Par ailleurs, cette polarisation risque d’avoir pour effets secondaires de peser sur le financement de la sécurité sociale et d’éroder les bases fiscales. La nouvelle économie remet en cause certains aspects des cadres législatifs et règlementaires existants (par exemple lorsqu’un employeur allemand poste une tâche sur une plateforme numérique située aux États-Unis, effectuée par un travailleur brésilien…). Les start-up qui mènent aujourd’hui la danse visent une croissance rapide et ne s’encombrent guère des questions de respect des règlementations et législations existantes ; elles préfèrent le fait accompli. Ce qui est susceptible d’aboutir progressivement à des phénomènes de déstructuration des normes et modèles sociaux, mais aussi d’effacement progressif de la frontière entre vie privée et professionnelle, d’abandon des règles de santé et de sécurité, d’intensification du travail « anytime, anywhere », etc.
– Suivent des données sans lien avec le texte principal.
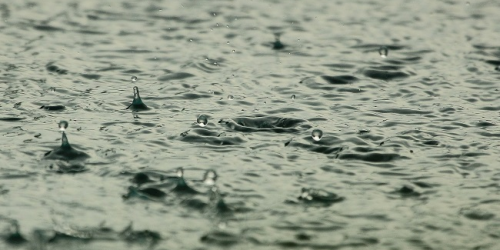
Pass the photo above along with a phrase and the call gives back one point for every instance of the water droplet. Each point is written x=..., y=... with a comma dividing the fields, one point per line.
x=202, y=120
x=210, y=177
x=317, y=134
x=63, y=125
x=383, y=51
x=180, y=172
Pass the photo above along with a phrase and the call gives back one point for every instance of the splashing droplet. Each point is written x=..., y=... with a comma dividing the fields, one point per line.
x=210, y=177
x=317, y=134
x=383, y=51
x=63, y=125
x=202, y=120
x=180, y=172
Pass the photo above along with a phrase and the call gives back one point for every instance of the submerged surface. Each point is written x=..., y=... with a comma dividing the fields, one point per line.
x=408, y=158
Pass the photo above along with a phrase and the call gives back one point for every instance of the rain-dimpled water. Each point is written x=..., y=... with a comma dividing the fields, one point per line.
x=250, y=124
Techno-pessimisme ? Il serait bien sûr insensé de prôner un arrêt des progrès technologiques. Il serait par contre nécessaire de compléter le scénario d’un avenir numérique radieux par une analyse de ses impacts sociaux, afin d’en anticiper les effets. Imagine-t-on aujourd’hui décrire la Révolution industrielle du XIXe siècle uniquement en termes de progrès techniques et d’amélioration de la productivité, en laissant dans l’ombre les récits qu’en ont faits Dickens, Hugo et Zola ? Laissée à elle-même, la révolution digitale risque bien de créer davantage d’emplois haut de gamme pour les uns, de chômage et de mini-jobs pour les autres ; davantage de liberté pour les uns, d’asservissement pour les autres ; davantage de prospérité pour les uns, de précarité pour les autres. Un scénario évitable si l’ensemble des acteurs politiques et économiques, mais aussi académiques, culturels, sociaux et syndicaux étaient impliqués dans le débat.